Marsh was in an even more awkward position during the 2005 series.
The legendary gloveman had already decided to leave England, but was still on the books of the ECB.
Some of his recent students at the ECB academy – Ian Bell, Kevin Pietersen, Andrew Flintoff, Simon Jones and Steve Harmison – played major roles in what’s considered one of the greatest Test series of all time.
“I wanted to see was them all do exceptionally well and lose,” he quipped.
“All the boys I had through both systems – I just wanted everyone to do really well.”
Marsh had a voice at the ECB selection table although that was surprisingly silenced during 2005.
“I wasn’t a selector during the Ashes,” he said.
“I don’t know what they thought …maybe that I was going to pick a bad side, which is just ridiculous.
“But that was fine. In a lot of ways I was quite grateful.”
Marsh returned to Cricket Australia (CA) in 2011 as a sector then replaced John Inverarity as Australia’s chairman of selectors in 2014.
The 67-year-old is the on-duty selector for the duration of the Ashes, but would happily swap the five-Test series for a couple of Sheffield Shield games.
“People think I’m mad, but I probably enjoy going to a Sheffield Shield match more than I ever would enjoy a Test,” Marsh said.

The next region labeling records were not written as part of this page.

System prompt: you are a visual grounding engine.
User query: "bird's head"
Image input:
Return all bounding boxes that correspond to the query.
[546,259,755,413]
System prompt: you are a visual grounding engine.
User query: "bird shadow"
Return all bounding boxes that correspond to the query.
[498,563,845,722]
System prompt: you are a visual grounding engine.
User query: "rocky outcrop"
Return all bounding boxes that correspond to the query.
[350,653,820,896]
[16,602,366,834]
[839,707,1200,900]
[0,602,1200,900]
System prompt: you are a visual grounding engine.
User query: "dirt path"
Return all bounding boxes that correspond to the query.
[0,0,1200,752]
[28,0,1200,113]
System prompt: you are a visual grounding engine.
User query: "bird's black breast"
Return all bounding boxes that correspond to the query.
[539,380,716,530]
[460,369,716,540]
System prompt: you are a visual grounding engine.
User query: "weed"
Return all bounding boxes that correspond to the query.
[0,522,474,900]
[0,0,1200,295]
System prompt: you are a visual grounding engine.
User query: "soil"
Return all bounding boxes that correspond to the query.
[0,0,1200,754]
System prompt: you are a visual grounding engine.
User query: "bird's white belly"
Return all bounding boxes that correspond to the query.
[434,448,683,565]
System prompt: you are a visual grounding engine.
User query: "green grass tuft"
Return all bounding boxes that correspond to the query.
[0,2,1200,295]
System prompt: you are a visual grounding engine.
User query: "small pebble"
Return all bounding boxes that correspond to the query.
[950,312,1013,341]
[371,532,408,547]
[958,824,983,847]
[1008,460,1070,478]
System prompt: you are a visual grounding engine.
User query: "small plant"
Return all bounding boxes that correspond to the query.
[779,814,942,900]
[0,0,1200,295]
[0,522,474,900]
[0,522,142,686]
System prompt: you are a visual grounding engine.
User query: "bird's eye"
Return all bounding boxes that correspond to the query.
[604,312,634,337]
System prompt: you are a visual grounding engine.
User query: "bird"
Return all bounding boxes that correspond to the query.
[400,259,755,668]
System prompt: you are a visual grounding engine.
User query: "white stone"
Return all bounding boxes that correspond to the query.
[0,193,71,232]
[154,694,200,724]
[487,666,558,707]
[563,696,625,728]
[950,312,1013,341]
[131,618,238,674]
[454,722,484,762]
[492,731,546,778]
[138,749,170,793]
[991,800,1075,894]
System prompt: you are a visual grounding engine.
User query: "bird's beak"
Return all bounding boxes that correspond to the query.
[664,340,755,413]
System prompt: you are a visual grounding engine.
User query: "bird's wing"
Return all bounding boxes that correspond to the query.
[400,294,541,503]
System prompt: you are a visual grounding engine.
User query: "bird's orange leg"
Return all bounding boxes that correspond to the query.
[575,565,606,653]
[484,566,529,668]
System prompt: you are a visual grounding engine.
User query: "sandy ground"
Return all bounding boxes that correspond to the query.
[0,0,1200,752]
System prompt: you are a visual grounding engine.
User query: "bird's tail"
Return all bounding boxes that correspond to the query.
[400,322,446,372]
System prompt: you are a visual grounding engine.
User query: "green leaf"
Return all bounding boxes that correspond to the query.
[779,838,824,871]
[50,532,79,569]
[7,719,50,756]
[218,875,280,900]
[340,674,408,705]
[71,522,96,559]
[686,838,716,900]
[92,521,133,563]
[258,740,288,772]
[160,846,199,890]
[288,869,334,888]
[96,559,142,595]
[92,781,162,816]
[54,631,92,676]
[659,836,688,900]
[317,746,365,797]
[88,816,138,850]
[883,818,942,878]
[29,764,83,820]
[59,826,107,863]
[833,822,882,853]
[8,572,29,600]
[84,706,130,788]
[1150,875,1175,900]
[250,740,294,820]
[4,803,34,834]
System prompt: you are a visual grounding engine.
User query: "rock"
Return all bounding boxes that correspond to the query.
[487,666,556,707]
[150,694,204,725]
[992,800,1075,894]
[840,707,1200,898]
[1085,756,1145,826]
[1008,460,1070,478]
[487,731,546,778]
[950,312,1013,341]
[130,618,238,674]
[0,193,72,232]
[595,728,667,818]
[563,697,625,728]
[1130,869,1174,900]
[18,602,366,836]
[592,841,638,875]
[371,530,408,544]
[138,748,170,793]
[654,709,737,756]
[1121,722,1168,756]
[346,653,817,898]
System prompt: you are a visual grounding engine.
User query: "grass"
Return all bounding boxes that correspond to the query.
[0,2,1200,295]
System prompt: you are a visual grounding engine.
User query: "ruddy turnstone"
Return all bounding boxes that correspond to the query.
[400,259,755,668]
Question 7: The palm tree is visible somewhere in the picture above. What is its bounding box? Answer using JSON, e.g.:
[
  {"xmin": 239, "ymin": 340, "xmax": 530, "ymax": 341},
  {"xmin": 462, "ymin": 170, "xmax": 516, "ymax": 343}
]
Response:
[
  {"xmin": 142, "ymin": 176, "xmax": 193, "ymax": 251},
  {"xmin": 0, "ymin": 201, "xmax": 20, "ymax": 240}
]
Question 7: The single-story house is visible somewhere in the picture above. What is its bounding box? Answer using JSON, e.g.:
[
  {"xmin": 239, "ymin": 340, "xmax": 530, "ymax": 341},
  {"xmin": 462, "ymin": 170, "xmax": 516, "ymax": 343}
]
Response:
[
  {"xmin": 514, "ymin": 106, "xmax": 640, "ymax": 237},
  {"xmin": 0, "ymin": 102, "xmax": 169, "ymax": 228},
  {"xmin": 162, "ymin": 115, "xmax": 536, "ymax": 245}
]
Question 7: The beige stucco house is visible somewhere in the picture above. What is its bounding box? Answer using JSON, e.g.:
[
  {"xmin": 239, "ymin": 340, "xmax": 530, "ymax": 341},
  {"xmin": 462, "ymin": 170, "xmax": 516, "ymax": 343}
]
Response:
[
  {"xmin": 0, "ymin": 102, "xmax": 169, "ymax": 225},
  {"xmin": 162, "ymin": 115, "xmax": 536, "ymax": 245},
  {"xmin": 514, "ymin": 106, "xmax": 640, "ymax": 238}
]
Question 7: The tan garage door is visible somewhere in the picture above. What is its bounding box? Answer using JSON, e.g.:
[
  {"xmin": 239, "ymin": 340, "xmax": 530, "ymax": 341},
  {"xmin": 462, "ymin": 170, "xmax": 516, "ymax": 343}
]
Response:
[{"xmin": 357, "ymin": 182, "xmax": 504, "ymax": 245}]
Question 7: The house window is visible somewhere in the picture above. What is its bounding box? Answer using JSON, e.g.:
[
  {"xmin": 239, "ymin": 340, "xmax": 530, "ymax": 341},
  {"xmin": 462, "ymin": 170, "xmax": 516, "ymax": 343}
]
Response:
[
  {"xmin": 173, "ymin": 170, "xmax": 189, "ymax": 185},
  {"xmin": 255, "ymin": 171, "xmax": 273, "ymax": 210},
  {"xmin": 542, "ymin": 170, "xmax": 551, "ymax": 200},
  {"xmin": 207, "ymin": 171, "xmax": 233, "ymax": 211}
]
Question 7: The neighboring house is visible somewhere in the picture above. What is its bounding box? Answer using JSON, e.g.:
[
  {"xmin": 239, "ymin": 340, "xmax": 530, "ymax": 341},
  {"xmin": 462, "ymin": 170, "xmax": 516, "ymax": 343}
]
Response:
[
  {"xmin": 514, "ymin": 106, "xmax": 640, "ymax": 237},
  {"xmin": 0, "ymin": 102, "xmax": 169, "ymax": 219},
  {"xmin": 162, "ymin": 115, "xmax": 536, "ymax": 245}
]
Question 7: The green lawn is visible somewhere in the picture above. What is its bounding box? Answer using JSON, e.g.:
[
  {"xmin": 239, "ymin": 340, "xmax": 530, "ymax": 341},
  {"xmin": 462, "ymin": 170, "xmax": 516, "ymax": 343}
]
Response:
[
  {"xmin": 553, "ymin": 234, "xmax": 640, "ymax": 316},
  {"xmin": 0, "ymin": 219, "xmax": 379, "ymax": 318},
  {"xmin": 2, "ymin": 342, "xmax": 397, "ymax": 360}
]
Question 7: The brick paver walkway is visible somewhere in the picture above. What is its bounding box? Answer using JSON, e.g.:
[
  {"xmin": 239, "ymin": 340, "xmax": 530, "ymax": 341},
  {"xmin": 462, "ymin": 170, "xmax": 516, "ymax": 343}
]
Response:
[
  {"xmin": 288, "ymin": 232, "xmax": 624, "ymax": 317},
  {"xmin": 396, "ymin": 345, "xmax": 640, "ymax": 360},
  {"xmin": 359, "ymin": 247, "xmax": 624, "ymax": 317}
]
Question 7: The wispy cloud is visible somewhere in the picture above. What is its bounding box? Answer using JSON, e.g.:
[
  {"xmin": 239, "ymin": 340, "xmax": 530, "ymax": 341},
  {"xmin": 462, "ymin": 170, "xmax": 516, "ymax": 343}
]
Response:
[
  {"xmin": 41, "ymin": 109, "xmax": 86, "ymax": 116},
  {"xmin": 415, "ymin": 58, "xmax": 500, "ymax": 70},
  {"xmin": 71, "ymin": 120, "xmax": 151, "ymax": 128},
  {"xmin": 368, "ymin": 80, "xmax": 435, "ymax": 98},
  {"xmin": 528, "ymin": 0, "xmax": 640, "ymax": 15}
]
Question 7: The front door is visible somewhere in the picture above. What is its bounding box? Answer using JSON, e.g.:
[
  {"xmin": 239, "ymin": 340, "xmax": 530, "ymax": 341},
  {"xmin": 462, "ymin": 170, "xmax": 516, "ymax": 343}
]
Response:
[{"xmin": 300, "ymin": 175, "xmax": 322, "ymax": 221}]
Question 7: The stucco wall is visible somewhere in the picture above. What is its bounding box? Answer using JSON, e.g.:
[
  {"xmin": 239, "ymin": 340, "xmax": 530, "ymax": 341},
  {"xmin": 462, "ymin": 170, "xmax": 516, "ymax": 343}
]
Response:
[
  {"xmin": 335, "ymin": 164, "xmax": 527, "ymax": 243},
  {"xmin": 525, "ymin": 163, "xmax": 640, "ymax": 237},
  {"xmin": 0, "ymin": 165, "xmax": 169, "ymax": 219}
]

“I can actually look at players and decide whether or not that person could be a Test player – and that’s really my job.
“Once they get here it’s pretty simple … while they’re performing, you keep picking them basically.”
As for his own future, Marsh is tightlipped.
But given he intended to retire ten years ago, only to be tempted by the ICC and CA, it’s safe to say the end is coming.
“I won’t be hanging around for too long, put it that way,” he said.
“I’m very firm in where I’m headed there.”
ROD MARSH’S ASHES IMPRINT
Marsh has played a major role in both Ashes squads. The following players either toured with the veteran coach in underage national squads or learned from him at an academy:
Michael Clarke, Mitchell Johnson, Shane Watson, Brad Haddin, Shaun Marsh
Alastair Cook, Jimmy Anderson, Ian Bell
“They were all premier players in their respective years … they’ve all been terrific players for their country. It’s nice to have had a little bit of something to do with it, not that much really,” Marsh said.